Winemaker, Marc Barriot, has discovered a completely new flavor in wine – one that gives the impression of cassis pastry, tons of texture in the mouth, with a burst of citrusy lime leaf. This is a story of pragmatic winemaking with a touch of happy accident. Barriot is a savant at crafting white wines, and they were in such demand that he needed to make more. Much of the vineyards were planted to red grapes – as is typical in Southern France – so Barriot began experimenting with a ‘blanc de noirs’ which translates to ‘white from red’. This practice is typical in Champagne, where red grapes are harvested to make sparkling white wines, but is not common elsewhere. After some experimentation, Barriot realized that in a warm region, like Southern France, his red grapes were perfect for making white wine, if picked a bit early to maintain their tartness.
There is a sweet and sour opportunity here, playing on the red fruit character of the wine, plus the bright acidity because it was picked young. Think pork chop with apples (or really any fruit will do), fresh salads with fruit and goat cheese, mango lime salsa on grilled fish or chicken. It’s both the tart and the sweet that will stand up to this gorgeous conundrum of a wine.

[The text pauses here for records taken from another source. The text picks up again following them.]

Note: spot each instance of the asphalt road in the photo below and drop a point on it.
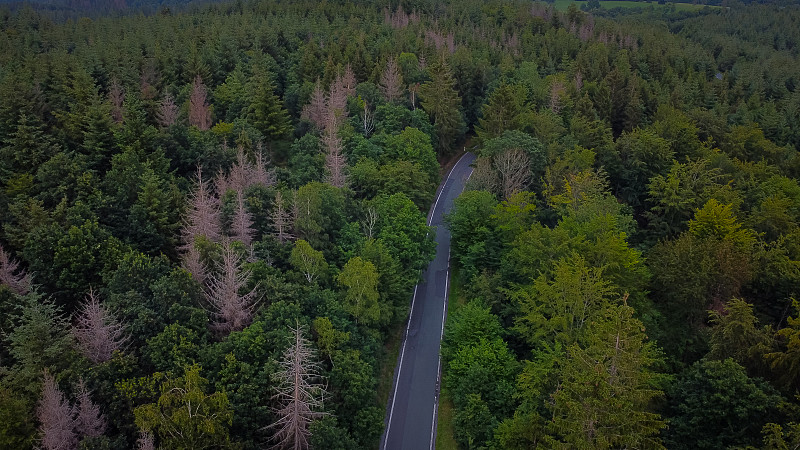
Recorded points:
(411, 413)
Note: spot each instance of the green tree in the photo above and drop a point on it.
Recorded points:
(442, 103)
(361, 298)
(185, 416)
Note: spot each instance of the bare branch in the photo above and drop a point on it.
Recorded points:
(98, 333)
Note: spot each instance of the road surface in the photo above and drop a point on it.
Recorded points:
(411, 413)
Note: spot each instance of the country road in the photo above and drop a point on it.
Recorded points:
(411, 412)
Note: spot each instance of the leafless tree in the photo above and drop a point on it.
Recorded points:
(368, 120)
(199, 109)
(242, 225)
(56, 418)
(299, 394)
(231, 311)
(98, 333)
(316, 110)
(117, 96)
(556, 93)
(349, 81)
(514, 168)
(203, 215)
(90, 422)
(281, 219)
(192, 262)
(12, 275)
(370, 221)
(335, 160)
(145, 441)
(261, 174)
(167, 112)
(391, 84)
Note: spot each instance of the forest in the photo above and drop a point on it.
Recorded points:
(212, 221)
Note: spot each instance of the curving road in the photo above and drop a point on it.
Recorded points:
(411, 413)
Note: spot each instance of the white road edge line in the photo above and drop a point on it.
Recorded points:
(410, 313)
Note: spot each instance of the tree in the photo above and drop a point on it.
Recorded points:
(185, 416)
(56, 418)
(199, 110)
(299, 394)
(603, 400)
(361, 299)
(98, 333)
(12, 275)
(266, 110)
(442, 103)
(231, 310)
(391, 83)
(90, 422)
(308, 261)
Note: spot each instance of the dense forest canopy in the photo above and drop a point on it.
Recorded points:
(225, 206)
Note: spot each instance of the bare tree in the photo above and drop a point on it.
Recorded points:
(299, 394)
(281, 219)
(335, 160)
(316, 109)
(199, 109)
(391, 83)
(242, 225)
(514, 168)
(556, 93)
(231, 311)
(192, 262)
(12, 275)
(261, 175)
(145, 441)
(56, 418)
(91, 422)
(98, 333)
(203, 215)
(117, 96)
(167, 111)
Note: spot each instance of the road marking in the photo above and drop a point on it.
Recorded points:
(411, 313)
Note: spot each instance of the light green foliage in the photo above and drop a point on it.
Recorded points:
(185, 416)
(311, 263)
(361, 298)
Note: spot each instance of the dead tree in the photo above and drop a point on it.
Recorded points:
(230, 310)
(242, 224)
(391, 83)
(117, 97)
(167, 112)
(90, 421)
(514, 168)
(281, 219)
(316, 109)
(145, 441)
(56, 418)
(12, 275)
(199, 109)
(98, 333)
(299, 394)
(335, 160)
(203, 218)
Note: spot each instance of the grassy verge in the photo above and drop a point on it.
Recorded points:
(445, 439)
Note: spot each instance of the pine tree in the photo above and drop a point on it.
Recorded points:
(98, 333)
(12, 275)
(56, 418)
(230, 310)
(299, 394)
(442, 103)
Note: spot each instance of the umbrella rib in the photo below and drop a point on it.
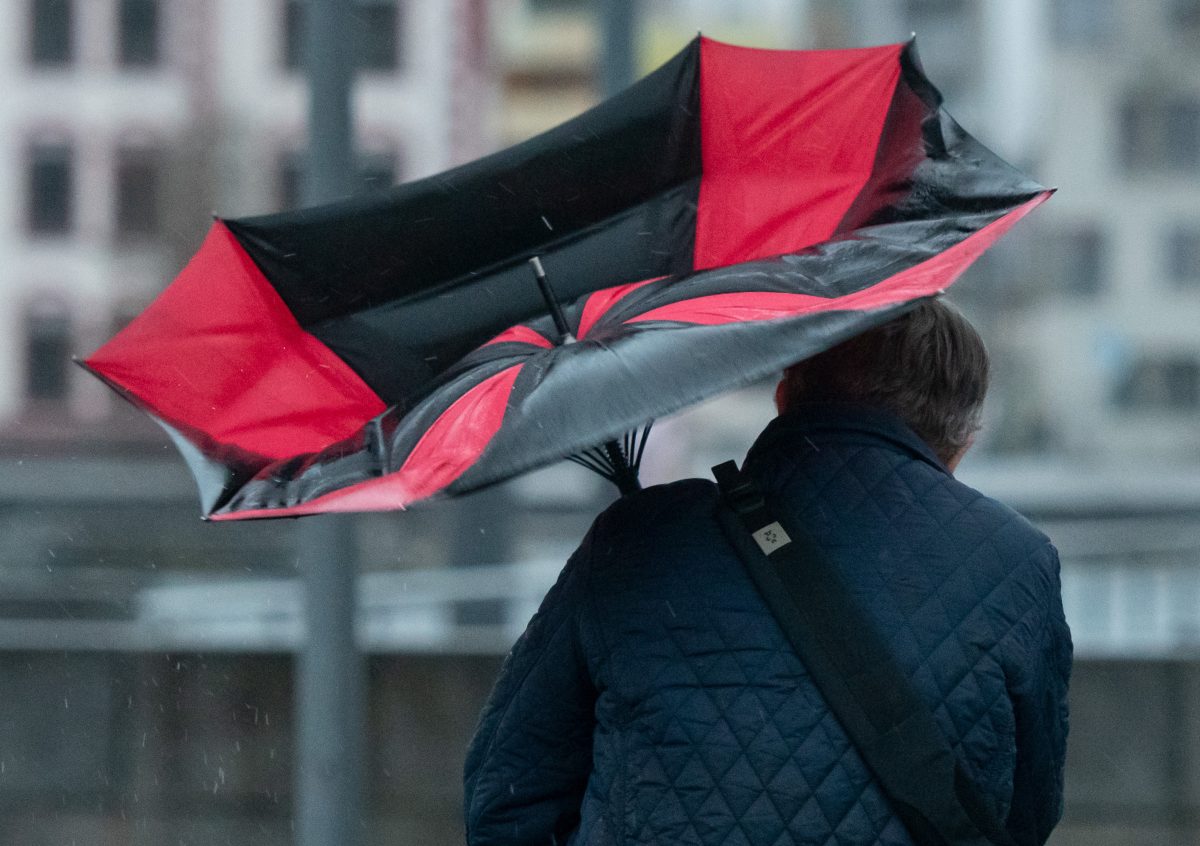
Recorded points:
(595, 468)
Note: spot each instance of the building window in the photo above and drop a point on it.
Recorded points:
(376, 172)
(1183, 257)
(377, 24)
(49, 189)
(1161, 383)
(1159, 132)
(51, 31)
(1083, 23)
(1074, 259)
(138, 33)
(138, 177)
(47, 352)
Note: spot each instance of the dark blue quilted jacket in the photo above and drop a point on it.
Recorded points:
(654, 700)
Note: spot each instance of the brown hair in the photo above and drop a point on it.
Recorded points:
(928, 366)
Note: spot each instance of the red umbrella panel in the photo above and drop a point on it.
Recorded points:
(732, 213)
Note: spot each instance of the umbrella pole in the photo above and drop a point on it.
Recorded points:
(613, 462)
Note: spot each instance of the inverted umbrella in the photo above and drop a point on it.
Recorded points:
(732, 213)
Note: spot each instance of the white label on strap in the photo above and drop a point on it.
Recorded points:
(771, 538)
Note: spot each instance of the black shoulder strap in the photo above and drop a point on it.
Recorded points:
(875, 702)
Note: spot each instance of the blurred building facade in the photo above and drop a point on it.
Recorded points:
(129, 123)
(151, 654)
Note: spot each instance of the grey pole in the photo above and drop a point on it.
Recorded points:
(330, 753)
(618, 27)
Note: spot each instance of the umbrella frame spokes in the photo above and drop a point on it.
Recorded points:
(616, 461)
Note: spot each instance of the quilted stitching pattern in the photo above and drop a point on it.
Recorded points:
(706, 726)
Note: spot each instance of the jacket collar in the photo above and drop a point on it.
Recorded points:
(821, 420)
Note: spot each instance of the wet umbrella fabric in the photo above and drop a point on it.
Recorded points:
(733, 211)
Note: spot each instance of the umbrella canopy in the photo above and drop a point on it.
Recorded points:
(730, 214)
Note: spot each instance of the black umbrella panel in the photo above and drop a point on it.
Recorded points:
(733, 211)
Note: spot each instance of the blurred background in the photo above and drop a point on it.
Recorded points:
(148, 660)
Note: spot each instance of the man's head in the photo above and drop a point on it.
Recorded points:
(928, 366)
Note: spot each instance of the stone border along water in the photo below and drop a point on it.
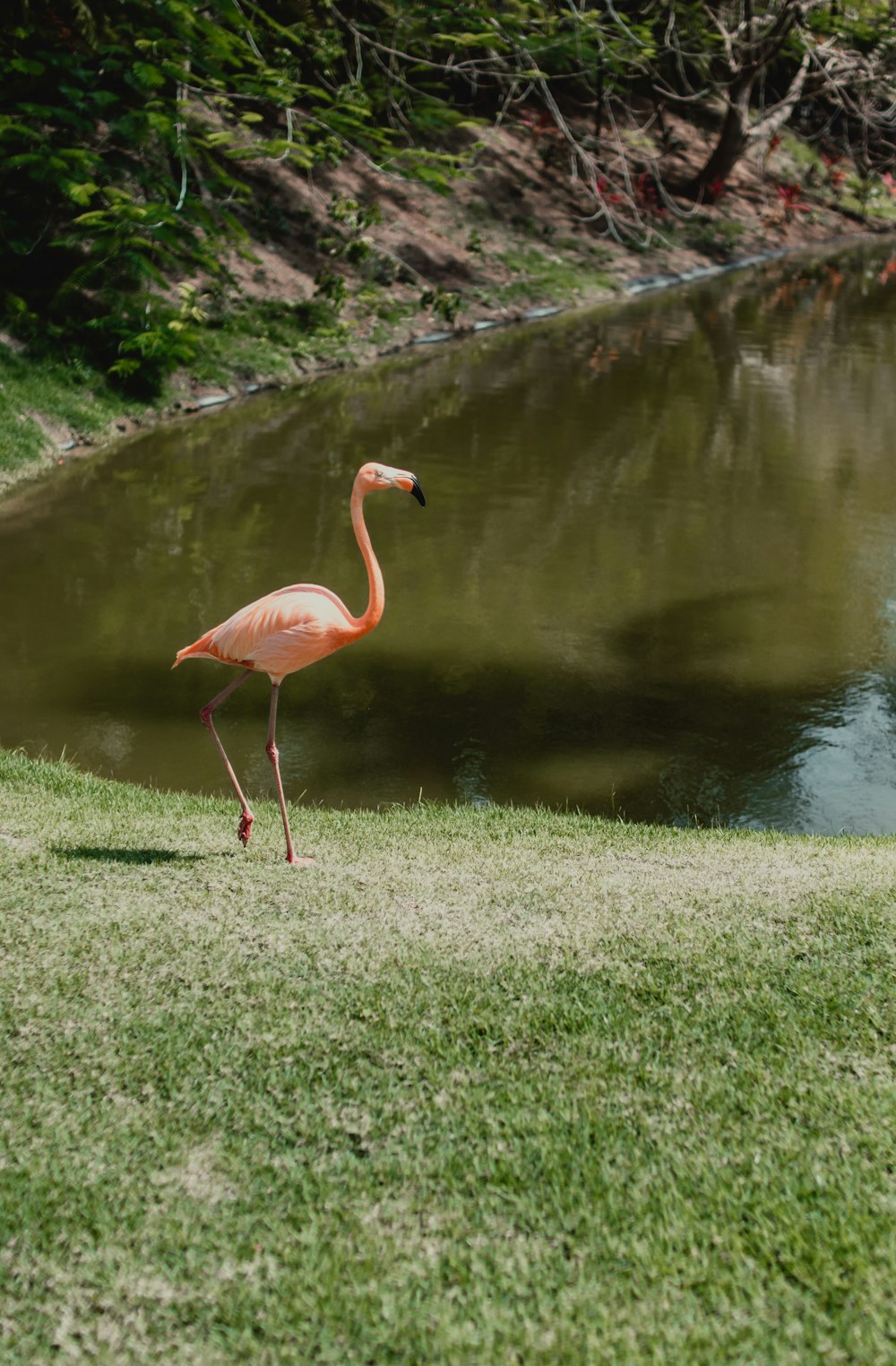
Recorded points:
(641, 284)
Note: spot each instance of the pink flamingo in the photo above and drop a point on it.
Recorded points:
(292, 627)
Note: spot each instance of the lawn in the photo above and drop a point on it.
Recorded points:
(479, 1086)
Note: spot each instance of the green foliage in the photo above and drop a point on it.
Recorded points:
(444, 304)
(127, 130)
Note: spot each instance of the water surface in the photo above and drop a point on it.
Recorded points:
(656, 574)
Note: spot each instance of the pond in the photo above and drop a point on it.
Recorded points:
(656, 575)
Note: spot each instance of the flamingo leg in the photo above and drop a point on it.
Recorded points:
(246, 816)
(273, 755)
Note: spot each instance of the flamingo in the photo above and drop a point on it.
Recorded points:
(289, 628)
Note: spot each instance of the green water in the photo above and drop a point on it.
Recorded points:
(656, 574)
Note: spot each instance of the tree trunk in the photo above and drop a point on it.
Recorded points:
(732, 138)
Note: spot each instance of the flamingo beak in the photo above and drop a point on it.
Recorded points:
(410, 485)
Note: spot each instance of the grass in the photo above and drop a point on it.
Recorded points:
(538, 275)
(63, 393)
(479, 1086)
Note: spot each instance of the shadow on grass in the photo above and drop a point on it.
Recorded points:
(119, 855)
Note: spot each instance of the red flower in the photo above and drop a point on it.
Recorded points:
(791, 200)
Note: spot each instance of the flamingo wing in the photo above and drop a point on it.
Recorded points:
(280, 633)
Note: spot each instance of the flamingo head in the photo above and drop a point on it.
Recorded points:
(375, 476)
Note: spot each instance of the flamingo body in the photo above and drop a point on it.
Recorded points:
(280, 633)
(292, 627)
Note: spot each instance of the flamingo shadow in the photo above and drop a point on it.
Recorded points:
(125, 855)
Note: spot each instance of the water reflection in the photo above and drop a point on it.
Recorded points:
(653, 578)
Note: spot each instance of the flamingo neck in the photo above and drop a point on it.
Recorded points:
(375, 601)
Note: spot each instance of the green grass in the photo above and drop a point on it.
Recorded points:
(556, 276)
(478, 1086)
(65, 393)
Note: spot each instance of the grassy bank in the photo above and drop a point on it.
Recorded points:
(479, 1086)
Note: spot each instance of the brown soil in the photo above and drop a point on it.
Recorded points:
(521, 198)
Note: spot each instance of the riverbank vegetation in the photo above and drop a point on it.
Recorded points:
(200, 197)
(481, 1085)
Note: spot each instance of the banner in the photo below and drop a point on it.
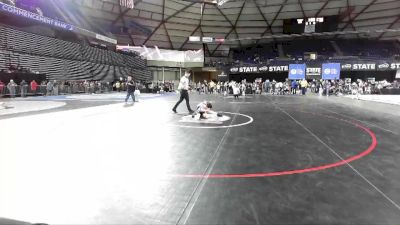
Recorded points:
(297, 71)
(359, 66)
(313, 71)
(32, 16)
(331, 71)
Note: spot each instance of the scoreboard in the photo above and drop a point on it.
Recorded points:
(310, 25)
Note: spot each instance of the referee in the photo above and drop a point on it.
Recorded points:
(184, 87)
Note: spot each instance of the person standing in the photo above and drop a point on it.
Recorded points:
(294, 87)
(34, 86)
(49, 88)
(2, 85)
(11, 88)
(24, 88)
(184, 88)
(130, 89)
(304, 85)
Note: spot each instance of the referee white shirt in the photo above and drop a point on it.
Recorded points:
(184, 83)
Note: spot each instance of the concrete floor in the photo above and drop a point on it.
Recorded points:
(277, 160)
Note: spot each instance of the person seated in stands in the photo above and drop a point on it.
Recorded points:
(203, 109)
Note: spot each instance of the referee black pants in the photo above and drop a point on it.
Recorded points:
(184, 96)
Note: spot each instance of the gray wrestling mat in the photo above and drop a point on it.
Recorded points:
(213, 119)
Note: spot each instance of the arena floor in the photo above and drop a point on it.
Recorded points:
(274, 160)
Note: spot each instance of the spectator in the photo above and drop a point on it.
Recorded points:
(118, 86)
(49, 88)
(11, 88)
(34, 86)
(1, 88)
(294, 87)
(24, 88)
(131, 87)
(304, 85)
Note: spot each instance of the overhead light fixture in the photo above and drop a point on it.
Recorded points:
(221, 2)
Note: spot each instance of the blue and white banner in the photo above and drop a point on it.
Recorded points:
(297, 71)
(331, 71)
(33, 16)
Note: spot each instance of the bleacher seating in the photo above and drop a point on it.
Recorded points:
(62, 60)
(368, 48)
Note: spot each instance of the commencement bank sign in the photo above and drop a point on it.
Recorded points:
(33, 16)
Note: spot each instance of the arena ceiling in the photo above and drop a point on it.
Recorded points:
(168, 23)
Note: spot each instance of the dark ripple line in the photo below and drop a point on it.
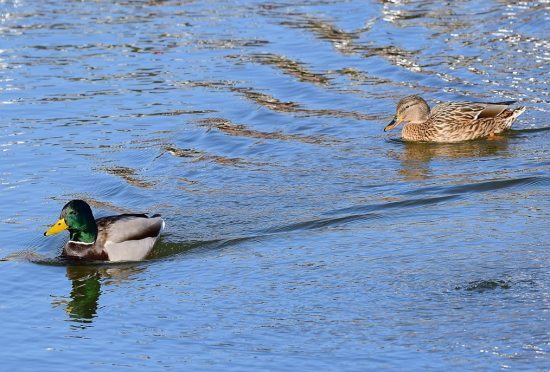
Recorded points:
(482, 186)
(393, 205)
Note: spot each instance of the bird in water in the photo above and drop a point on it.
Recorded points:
(125, 237)
(452, 121)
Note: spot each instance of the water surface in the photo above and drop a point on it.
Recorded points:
(299, 234)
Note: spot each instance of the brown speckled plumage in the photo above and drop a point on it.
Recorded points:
(452, 121)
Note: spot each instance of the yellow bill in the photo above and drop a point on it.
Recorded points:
(57, 227)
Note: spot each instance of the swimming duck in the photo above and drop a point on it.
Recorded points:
(125, 237)
(452, 121)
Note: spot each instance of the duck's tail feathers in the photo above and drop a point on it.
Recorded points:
(518, 111)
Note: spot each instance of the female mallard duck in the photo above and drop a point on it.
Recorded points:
(126, 237)
(452, 121)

The small estate, Clos de l’Origine, is located in the Fenollèdes hills in the southern French region of Roussillon. Winemaker Marc Barriot and his wife, Caroline, cultivate old vines of Catalan grape varieties (varieties native to Southern France and Spain) and young Syrah, using biodynamic preparations in a very natural winemaking environment. Almost no sulfur is used, everything is spontaneously fermented with natural yeast and bottled by hand.